A second example includes Microsoft’s Project InnerEye, a research project that uses machine learning technology to analyse 3D radiological images, including those containing cancerous tumours. The process is designed to help radiologists save time and cost. In a further example of AI, SOPHiA GENETICS has developed a universal technology for genomic data analysis. Its aim is to share knowledge and enable genomic testing worldwide through its software-as-a-service platform, enabling processing and analysing of raw genomic data to help diagnoses in oncology, metabolism, pediatrics, cardiology and hereditary cancer. This so-called “democratisation of data” encourages collaboration from clinicians to improve diagnosis and treatment.
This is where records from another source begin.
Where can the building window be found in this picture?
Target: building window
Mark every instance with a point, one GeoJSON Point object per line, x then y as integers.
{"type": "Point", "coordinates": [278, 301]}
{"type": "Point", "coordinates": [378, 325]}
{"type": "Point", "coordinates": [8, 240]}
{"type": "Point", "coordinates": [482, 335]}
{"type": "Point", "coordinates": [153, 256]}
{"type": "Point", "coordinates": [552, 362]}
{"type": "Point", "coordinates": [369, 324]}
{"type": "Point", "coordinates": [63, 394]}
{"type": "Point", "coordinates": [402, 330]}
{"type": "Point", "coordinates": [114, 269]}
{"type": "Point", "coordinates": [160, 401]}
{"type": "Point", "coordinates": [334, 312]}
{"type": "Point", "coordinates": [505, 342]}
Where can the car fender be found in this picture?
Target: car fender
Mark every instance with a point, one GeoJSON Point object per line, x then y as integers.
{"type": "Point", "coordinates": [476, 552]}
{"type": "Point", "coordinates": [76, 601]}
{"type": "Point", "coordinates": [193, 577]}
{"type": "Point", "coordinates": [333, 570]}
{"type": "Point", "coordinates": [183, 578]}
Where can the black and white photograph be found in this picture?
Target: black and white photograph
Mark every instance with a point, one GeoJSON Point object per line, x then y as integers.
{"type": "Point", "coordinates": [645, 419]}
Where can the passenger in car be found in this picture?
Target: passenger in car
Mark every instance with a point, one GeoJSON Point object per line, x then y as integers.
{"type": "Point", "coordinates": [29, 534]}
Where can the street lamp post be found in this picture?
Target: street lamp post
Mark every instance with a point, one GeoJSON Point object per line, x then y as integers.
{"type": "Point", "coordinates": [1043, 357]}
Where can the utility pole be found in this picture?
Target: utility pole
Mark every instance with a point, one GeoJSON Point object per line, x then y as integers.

Finally, we have the emerging ‘digital twin’ technology, which attempts to simulate a whole human through genomics, physiology, lifestyle and environment, using genetic information overlaid with other data from IoT. Potentially, we can then simulate and predict healthcare outcomes and evaluate which drugs may be most appropriate for particular conditions. Not surprisingly, this is highly complex and currently very expensive.
Key steps for life sciences companies
This is a very exciting time for R&D in life sciences. Genomic data can take the sector into an era of highly personalised medicine, where patients get treatment tailored to their genetic make-up, with a greater chance of success, delivering value to the healthcare system. While R&D heads ponder how to make the most of genomic data while remaining compliant, they could also enter into an open dialogue with patients on how genomic data is used, and the extent to which patients want their genomic and medical data to remain private.
One challenge the industry needs to resolve is patient numbers for trials. As genomic targeting gets more precise, the volume of potential trial participants continues to fall, to the point where it can be very difficult to reach a significant sample size. More innovative trial design and ways of comparing groups of patients are required. Data sharing between companies that are traditionally competitors may be a step change in mindset, but could open the door to faster trials and subsequent product approval. And, as we have mentioned, genomics is a great step forward, but should be supplemented by wider clinical and lifestyle data, supported by data analytics to achieve pattern recognition, as well as diagnostic technologies like radiology.